The second striking aspect of the Government’s case is that they avoid like the plague anything that is a matter of fact and dwell exclusively on the area of pure speculation. It is, for example, a fact that UK law is obliged to conform to EU law, whether we like it or not. It is a fact that the European Court of Justice is legally superior to our own Supreme Court. It is a fact that we have no control over our own borders so long as any EU citizen has the right to live and work here. It is a fact that the EU as at present constituted is profoundly undemocratic. It is also a fact that we have to pay a net—I emphasise “net”—subscription of getting on for £10 billion a year in order to be part of this project, whose objective we conspicuously do not share.
But there has not been a word about any of this. Instead, we have a barrage of economically illiterate scaremongering. They speak of the dangers of not having access to the so-called single market. Poppycock. Everyone has access to the European Union market, as indeed our very substantial imports from the whole of the world testify. Indeed, it is a fact that since the so-called single market began, American, Canadian and Australian exports to the EU have grown faster than ours have. We already trade considerably more with the rest of the world than we do with the rest of the European Union, and the difference is growing with every year that passes.

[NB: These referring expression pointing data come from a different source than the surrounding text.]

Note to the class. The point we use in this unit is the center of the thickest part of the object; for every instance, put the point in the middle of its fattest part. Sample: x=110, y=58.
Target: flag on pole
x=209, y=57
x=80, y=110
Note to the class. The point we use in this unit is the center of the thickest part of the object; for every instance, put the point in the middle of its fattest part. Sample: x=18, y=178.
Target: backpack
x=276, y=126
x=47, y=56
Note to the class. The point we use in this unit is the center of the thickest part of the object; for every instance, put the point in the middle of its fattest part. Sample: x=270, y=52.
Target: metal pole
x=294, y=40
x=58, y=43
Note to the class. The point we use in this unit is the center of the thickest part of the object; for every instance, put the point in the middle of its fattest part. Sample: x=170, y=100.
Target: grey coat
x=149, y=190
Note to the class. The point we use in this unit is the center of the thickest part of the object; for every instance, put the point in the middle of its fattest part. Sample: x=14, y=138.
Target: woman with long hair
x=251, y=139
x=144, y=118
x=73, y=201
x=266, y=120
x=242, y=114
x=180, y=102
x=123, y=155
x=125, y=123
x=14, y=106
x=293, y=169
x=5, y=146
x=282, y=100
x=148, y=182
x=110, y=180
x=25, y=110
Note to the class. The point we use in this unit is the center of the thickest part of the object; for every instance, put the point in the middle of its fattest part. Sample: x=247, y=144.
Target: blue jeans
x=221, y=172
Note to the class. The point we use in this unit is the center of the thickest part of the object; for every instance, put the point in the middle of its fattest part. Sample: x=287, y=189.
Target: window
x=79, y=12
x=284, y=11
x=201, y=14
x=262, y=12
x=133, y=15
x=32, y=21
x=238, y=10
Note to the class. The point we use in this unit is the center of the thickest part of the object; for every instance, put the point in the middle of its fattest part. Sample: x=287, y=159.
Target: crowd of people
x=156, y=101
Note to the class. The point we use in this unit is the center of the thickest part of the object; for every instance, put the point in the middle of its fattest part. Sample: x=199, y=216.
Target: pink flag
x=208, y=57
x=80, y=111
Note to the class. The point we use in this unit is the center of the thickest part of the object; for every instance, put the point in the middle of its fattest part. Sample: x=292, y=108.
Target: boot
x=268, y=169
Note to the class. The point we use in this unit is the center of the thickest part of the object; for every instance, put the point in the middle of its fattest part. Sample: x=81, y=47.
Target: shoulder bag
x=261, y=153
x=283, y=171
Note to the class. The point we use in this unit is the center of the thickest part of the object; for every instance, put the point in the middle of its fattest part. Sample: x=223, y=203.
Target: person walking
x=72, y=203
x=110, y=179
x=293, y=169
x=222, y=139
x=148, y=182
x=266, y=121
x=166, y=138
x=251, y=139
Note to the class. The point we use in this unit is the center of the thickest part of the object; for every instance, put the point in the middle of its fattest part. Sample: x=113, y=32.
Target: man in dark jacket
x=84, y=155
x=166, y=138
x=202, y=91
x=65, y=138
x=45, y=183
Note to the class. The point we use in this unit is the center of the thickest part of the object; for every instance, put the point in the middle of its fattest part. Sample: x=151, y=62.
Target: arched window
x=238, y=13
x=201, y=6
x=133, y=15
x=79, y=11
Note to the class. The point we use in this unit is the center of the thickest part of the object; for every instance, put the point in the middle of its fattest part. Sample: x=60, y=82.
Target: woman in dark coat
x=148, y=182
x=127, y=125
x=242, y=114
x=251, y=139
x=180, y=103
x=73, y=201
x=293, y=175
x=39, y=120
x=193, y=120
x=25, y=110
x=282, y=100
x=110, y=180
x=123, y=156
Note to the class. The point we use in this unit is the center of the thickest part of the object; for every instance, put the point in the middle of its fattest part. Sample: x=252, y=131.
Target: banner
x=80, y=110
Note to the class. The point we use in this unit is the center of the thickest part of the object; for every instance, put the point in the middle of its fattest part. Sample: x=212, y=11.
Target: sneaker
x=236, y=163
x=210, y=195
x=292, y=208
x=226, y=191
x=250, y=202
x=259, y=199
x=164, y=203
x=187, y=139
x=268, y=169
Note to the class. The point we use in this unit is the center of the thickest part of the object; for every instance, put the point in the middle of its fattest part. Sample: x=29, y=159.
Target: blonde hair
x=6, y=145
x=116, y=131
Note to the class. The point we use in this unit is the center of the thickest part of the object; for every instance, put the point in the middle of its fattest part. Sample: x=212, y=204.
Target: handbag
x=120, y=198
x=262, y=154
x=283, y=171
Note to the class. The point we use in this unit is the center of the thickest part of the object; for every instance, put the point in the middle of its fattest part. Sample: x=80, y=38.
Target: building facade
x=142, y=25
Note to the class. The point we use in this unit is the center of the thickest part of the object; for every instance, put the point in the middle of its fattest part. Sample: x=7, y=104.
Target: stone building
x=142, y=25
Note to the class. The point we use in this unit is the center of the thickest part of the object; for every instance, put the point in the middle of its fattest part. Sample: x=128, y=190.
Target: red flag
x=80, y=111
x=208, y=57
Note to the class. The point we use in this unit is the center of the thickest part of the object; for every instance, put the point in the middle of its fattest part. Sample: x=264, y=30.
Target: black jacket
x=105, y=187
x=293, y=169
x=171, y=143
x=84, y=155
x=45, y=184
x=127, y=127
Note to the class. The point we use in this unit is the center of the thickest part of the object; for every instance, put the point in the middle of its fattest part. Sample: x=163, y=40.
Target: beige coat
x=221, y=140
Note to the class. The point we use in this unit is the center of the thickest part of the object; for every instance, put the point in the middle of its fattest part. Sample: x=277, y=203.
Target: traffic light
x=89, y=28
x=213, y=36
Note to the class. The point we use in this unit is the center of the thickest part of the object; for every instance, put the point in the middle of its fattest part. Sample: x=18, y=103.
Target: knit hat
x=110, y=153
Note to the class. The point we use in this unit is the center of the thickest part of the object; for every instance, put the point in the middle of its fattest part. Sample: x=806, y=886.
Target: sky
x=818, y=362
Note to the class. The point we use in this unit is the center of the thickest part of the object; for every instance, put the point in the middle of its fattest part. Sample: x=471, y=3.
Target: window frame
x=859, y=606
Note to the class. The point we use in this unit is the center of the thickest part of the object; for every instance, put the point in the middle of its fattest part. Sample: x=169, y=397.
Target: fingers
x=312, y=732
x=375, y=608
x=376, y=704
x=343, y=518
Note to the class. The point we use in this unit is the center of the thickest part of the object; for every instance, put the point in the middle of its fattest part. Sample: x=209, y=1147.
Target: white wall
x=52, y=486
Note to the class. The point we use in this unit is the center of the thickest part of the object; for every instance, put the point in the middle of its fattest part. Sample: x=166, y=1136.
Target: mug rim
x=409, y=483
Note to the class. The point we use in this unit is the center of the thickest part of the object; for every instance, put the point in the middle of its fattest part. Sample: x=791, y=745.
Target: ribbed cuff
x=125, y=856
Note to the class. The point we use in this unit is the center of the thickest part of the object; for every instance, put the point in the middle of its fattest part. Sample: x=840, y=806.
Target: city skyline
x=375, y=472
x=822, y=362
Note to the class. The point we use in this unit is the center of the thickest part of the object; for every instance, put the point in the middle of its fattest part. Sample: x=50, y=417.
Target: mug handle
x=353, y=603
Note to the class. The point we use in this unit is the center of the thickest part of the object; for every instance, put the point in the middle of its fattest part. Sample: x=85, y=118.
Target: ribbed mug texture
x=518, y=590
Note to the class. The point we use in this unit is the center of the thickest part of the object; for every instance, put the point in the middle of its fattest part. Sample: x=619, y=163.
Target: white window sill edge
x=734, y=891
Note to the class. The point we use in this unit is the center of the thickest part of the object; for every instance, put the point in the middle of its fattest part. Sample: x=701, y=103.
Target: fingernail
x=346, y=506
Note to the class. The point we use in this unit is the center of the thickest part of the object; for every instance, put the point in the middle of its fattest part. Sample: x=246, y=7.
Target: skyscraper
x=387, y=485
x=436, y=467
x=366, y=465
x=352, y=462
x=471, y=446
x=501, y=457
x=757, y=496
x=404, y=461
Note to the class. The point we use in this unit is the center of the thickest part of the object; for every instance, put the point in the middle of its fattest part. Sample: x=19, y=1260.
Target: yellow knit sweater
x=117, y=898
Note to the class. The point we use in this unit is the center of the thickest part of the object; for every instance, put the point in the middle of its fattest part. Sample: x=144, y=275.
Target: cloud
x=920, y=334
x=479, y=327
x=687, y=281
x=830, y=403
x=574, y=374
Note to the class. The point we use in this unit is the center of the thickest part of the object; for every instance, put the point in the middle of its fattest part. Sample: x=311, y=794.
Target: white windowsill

If the existence of the single market is such a boon to those within its borders, how is it that the EU is one of the worst performing regions of the world, with distressingly high levels of youth unemployment?
It is widely acknowledged throughout the world that the economic reforms introduced by the Thatcher Governments of the 1980s, with which I was involved, transformed the British economy and transformed it for the better. We achieved this not by any trade agreement—in any event, as a member of the EU we would have been unable to conclude such an agreement even if we had wanted to—but, importantly, by a thoroughgoing programme of intelligent deregulation. This cannot be built on, and indeed is actively threatened, so long as we remain in the EU with its addiction to ever-more regulation, which is so damaging to the small and medium-sized enterprises that are the backbone of the British economy—however convenient it may be to big businesses, which have an interest in reducing the threat of competition from the small fry.
Tax reform, too, was a key feature of the transformation of the British economy in the 1980s. Today, the proposed financial transaction tax to which the European Union is committed was rightly described by George Osborne as a dagger pointed at the heart of London. He tried to kill the FTT and was roundly defeated. So much for Britain’s influence in today’s European Union.
We can build on the Thatcher era reforms and the economic success they so signally brought only by escaping the suffocating toils of the European Union. The future of this country lies in embracing a genuinely global, rather than little European, future, and doing so as a self-respecting and self-governing democracy.